IMG_5372a.jpg 木製ケースからアンプシャーシを取り外しました。左に写っているのはアンプからみれば底側となり、本来は真空管がシャーシにぶら下がっている状態になります。4本の太いパワー管Sovtek 5881WXT が見えますが、これは回路図の6L6GTと互換性があるものです。


 5881WXTをソケットから抜いて、目視でのチェックと端子足の掃除を行い再びソケットに戻して、電源を入れてのチェックではまだ「ガサガサ」音が消えておらず、パワー管が原因では無かったようです。

IMG_5375.jpg 次はパワー管の前に見えるアルミの保護カバーに覆われた増幅管のチェックです。 


Ampeg V4BH_2 この増幅管は回路図の入力側からみるとV1が12AX7、V2が12AU7です。


IMG_5425.jpg パワー管、増幅管の品番はシャーシの裏面にも記載されています。


 取り外した増幅管は品番のプリントが殆んど消えた12AX7と、〈MAID IN CHINA〉のシールが貼ってある12AU7で、上記の品番と合致しています。

IMG_5423_2017102314022431f.jpg この2本は手持ちがあったので差し替えたのですが、不具合は未だ解消されずでした。


IMG_5395_20171023140225b26.jpg となると後はシャーシ内側のプリアンプ基板上にある2本のプリ管が怪しいですね。


Ampeg V4BH_3 回路図をチェックすると、プリ管V1、V2の品番の記載がありません(汗)。


Ampeg SVT CL Preamp (Early) 「困ったな・・・」となったのですが、このエントリーのトップに記したように、Ampeg V4BHとSVT-classicとは同じプリアンプ回路だったのを思い出してSVT-classicの回路図を検索すると・・・、ありました。
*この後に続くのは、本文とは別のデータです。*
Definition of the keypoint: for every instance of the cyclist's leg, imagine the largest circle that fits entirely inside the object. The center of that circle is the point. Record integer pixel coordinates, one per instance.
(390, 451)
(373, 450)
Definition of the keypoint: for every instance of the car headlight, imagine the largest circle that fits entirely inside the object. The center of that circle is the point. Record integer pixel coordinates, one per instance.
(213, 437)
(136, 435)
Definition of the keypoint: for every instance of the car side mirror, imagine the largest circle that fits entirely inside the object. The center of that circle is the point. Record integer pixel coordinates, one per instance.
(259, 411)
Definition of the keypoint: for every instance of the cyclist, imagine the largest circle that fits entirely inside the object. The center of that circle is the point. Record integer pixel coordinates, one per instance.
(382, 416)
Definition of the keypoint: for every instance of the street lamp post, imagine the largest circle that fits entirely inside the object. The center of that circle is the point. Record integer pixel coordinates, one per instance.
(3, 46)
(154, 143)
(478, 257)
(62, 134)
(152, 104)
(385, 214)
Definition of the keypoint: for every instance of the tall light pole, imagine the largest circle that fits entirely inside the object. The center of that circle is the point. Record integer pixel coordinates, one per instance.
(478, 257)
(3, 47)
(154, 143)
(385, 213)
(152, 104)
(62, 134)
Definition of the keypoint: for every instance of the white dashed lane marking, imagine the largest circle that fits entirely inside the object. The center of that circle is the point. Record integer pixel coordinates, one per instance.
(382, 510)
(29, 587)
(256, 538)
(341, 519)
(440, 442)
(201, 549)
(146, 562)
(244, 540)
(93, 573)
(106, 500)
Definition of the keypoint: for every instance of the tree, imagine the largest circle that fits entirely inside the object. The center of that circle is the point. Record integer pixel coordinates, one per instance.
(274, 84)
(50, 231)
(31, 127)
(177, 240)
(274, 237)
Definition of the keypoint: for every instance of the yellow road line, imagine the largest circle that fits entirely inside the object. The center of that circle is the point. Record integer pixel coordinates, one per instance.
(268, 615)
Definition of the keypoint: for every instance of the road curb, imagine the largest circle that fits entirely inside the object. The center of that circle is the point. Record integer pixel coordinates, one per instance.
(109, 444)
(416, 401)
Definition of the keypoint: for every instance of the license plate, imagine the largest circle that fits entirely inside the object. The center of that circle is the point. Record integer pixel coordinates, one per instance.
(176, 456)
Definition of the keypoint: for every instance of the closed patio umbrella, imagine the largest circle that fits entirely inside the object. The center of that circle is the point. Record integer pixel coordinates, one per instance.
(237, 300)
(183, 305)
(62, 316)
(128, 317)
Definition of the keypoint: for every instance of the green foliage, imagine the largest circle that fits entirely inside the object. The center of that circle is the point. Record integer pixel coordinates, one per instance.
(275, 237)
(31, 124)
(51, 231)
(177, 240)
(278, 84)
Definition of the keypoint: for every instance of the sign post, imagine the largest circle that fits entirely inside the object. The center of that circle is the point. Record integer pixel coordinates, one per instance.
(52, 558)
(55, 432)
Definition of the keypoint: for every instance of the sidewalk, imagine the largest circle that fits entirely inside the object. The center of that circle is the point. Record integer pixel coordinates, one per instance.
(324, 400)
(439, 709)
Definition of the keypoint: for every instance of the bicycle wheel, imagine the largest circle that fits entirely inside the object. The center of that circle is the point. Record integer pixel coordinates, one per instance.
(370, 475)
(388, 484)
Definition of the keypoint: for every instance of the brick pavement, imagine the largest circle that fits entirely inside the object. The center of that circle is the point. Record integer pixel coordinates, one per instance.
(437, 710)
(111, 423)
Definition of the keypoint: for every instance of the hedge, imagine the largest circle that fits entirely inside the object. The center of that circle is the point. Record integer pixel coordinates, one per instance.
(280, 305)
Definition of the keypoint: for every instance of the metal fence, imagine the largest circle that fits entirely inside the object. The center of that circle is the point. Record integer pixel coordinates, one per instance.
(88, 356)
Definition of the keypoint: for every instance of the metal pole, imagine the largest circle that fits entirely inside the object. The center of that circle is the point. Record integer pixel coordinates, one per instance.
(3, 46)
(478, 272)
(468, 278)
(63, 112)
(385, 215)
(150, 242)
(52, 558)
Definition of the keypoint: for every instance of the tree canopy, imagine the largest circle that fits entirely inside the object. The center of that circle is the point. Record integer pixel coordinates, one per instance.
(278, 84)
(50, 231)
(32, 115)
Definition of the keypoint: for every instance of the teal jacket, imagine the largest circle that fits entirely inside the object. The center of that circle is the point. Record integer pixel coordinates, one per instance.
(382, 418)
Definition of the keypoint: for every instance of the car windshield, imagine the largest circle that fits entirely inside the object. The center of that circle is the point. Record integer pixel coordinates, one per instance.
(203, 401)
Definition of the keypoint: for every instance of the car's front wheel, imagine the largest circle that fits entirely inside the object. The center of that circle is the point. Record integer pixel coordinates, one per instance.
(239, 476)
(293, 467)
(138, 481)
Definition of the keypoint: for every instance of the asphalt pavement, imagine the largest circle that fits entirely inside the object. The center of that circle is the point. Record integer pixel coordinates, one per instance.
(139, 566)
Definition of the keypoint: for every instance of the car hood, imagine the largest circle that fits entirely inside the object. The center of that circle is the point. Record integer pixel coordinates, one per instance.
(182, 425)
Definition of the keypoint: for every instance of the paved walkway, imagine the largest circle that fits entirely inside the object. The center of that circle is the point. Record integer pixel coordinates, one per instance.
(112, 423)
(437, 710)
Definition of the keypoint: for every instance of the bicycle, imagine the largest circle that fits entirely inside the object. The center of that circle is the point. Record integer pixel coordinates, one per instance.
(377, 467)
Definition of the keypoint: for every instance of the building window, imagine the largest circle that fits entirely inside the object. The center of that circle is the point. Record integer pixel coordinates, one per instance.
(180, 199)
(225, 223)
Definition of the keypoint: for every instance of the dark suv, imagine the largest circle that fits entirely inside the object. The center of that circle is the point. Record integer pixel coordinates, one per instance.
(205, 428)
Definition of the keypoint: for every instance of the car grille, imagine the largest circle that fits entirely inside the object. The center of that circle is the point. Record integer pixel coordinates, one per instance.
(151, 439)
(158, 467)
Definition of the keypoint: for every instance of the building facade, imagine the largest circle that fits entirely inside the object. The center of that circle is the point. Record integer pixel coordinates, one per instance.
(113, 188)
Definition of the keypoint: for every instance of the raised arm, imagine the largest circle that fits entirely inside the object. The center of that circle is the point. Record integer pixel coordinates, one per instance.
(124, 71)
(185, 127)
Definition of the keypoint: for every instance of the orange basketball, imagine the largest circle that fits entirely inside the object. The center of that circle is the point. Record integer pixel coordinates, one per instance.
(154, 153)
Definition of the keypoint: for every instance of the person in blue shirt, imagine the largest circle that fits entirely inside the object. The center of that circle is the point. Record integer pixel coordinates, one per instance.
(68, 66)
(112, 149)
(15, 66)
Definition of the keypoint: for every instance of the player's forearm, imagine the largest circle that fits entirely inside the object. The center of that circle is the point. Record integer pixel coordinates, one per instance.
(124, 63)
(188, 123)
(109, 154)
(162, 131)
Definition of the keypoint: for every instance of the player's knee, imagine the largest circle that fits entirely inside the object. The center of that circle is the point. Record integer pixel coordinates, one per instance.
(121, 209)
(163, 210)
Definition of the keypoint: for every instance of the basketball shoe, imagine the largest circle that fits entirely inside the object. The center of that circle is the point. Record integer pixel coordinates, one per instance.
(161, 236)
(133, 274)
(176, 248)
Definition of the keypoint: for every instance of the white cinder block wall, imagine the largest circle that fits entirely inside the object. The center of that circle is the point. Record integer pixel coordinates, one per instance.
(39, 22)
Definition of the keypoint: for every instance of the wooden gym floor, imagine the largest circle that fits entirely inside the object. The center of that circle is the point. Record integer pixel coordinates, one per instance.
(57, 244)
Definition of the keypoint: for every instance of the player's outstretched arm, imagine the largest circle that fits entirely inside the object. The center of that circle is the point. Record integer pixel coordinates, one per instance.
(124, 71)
上のV4BHの回路図と見比べると全く同じで、こちらにはV1、V2共に12AX7との記載があります。


IMG_5396.jpg では、チェックしようとプリ管を取り外すと・・・。うわっ!品番こそSovtek 12AX7WAとなっているのですが、印字が読み辛いだけではなく、ガラス管内部が黒く曇っています。これはもう寿命ですね。交換しかありません。


IMG_5398.jpg
 またまた手持ちでSovtek 12AX7WAが2本あったので交換してチェックすると「ガサガサ」音は無くなっていました。やはりこのプリ管が原因だったのですね。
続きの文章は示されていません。